Archaeology & History
Curiously omitted from the Scottish Royal Commission inventory for Lorn (1974), when R. Angus Smith and his friends explored this artificial island in the 1860s and ’70s, he told:
“it is nearly round, not much larger than a good-sized cottage. It is surrounded by stones large enough to be difficult to lift, and in some places showing themselves to have been put together by art. It would appear as if there had been a pretty firm wall all round – very firm it could not be without mortar or heavier stones. Three or four feet within the range of stones is a raised turf-mound, as if this had been the wall of a house; the centre of the space was rather higher than the rest, and there we expected a fire-place to be found.”
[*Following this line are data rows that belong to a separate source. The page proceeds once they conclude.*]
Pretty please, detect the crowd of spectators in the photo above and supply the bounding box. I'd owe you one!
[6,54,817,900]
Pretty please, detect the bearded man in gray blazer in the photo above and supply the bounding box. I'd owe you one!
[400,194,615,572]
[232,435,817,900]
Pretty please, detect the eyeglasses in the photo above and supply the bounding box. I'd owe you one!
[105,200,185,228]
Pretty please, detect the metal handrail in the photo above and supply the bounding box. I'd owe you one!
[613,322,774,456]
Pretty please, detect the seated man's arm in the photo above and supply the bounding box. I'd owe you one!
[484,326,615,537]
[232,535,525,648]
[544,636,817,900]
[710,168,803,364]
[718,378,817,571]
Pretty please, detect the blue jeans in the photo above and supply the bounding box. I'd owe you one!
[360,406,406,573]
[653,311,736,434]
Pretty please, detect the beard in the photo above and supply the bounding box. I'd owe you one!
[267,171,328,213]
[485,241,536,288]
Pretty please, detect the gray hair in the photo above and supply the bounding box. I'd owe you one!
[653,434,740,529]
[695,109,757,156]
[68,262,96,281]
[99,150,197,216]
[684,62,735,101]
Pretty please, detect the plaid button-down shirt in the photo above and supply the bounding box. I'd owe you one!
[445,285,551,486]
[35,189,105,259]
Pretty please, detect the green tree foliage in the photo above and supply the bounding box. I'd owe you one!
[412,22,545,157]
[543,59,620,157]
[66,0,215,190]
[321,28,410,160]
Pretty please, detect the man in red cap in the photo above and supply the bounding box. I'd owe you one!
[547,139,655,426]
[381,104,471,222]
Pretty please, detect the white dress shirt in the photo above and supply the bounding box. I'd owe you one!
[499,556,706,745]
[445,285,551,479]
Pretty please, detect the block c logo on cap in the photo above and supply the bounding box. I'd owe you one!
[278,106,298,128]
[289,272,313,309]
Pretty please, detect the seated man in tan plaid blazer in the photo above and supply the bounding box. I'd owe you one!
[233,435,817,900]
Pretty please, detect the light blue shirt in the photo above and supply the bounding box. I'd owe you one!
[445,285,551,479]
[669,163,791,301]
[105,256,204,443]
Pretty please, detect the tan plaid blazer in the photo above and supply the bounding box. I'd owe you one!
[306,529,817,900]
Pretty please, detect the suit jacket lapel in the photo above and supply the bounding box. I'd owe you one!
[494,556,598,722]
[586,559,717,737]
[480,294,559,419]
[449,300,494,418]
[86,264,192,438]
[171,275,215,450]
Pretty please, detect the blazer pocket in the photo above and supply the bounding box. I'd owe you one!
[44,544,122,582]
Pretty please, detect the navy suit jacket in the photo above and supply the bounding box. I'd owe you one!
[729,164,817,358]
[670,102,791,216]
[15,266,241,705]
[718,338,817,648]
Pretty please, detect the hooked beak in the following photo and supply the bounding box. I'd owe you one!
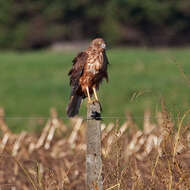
[101,44,106,49]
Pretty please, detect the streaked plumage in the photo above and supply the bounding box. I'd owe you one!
[67,38,109,117]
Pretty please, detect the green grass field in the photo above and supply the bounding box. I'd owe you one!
[0,48,190,128]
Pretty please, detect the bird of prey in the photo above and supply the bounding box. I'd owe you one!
[67,38,109,117]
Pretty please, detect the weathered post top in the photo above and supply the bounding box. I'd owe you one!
[86,102,103,190]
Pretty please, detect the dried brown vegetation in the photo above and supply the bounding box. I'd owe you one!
[0,106,190,190]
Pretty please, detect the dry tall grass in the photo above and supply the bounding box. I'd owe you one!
[0,106,190,190]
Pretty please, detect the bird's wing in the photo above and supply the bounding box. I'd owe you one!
[103,52,110,82]
[68,52,88,89]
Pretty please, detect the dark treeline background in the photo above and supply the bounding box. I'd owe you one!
[0,0,190,49]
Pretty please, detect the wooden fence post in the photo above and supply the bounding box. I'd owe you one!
[86,102,103,190]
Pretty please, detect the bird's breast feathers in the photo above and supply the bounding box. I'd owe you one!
[87,53,103,75]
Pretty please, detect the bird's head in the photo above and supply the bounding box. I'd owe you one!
[90,38,106,51]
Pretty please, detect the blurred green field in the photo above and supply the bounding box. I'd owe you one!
[0,48,190,129]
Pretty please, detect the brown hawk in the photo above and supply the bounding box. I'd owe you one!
[67,38,109,117]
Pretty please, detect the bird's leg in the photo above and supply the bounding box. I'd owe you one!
[92,87,99,102]
[86,86,92,103]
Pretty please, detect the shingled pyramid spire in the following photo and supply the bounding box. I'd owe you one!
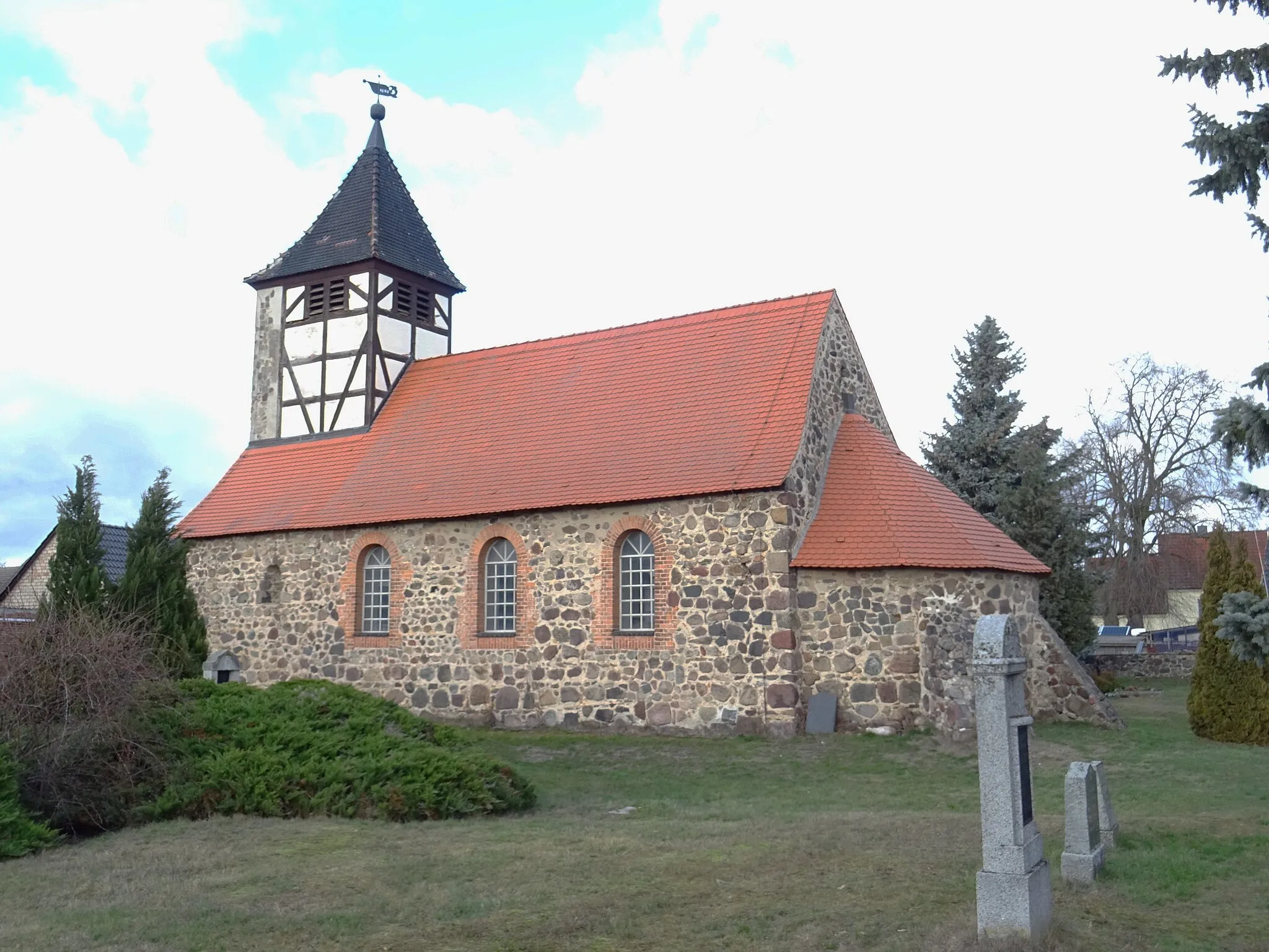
[246,103,466,292]
[246,99,466,442]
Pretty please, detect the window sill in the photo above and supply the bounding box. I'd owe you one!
[348,635,401,647]
[613,631,656,647]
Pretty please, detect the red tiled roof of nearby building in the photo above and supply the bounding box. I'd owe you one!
[179,290,837,537]
[1157,530,1269,592]
[792,414,1048,575]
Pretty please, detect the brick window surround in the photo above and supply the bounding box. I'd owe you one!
[591,515,674,648]
[458,523,534,648]
[339,531,414,647]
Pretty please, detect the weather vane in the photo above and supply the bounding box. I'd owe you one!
[362,76,396,122]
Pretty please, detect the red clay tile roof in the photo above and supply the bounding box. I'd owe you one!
[1157,530,1269,592]
[792,414,1048,575]
[179,290,834,537]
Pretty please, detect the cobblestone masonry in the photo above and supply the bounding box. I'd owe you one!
[796,569,1119,739]
[189,492,802,735]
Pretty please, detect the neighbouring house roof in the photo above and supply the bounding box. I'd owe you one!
[0,523,128,598]
[246,121,466,290]
[178,290,837,537]
[792,414,1050,575]
[1157,530,1269,592]
[1087,530,1269,596]
[102,523,128,585]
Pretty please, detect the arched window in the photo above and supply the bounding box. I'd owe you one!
[618,530,654,632]
[485,538,517,635]
[361,546,392,635]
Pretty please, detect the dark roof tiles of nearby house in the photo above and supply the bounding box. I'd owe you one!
[0,523,128,598]
[1157,530,1269,592]
[792,414,1050,575]
[102,523,128,585]
[246,122,465,290]
[179,290,835,537]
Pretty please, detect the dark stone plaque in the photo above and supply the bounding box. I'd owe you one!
[1017,725,1032,826]
[806,693,838,734]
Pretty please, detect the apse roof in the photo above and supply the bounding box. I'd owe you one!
[791,414,1050,575]
[180,290,834,537]
[246,120,466,290]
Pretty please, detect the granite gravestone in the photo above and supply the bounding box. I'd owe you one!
[806,692,838,734]
[1062,761,1105,882]
[973,614,1053,940]
[1090,761,1119,849]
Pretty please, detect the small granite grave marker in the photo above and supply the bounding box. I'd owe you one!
[203,648,242,684]
[1090,761,1119,849]
[973,614,1053,940]
[806,692,838,734]
[1062,761,1105,882]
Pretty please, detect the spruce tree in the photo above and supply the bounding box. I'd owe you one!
[921,316,1027,522]
[996,417,1096,652]
[114,469,207,678]
[43,456,109,617]
[1159,0,1269,508]
[1185,528,1269,744]
[921,316,1095,651]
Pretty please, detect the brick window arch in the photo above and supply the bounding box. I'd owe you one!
[339,531,414,647]
[591,515,674,648]
[458,523,534,648]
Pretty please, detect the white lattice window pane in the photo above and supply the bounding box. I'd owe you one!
[619,532,655,632]
[485,538,517,635]
[362,546,392,635]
Once they’d got onto the old crannog, Smith and his associates started digging, saying,
“by digging about three feet and a half, the ashes of peat were obtained, bones, charcoal and nuts. A very small hole was made, as we had not then received liberty to dig. We were satisfied that this had been a lake-dwelling, and that it had been defended by a wall. Advantage seems to have been taken of a shallow place, and stones must have been carried to it. It may turn out that there is a wooden foundation. It is not easy to see by what means the covering of earth now over the floor was so much raised. The water of the lake forms little or no deposit in summer; art rather than natural circumstances may have raised the soil. The bones here were split, as at the lake-dwelling in the moss.”
References:
- Smith, R. Angus, Loch Etive and the Sons of Uisneach, Alexander Gardner: London 1885.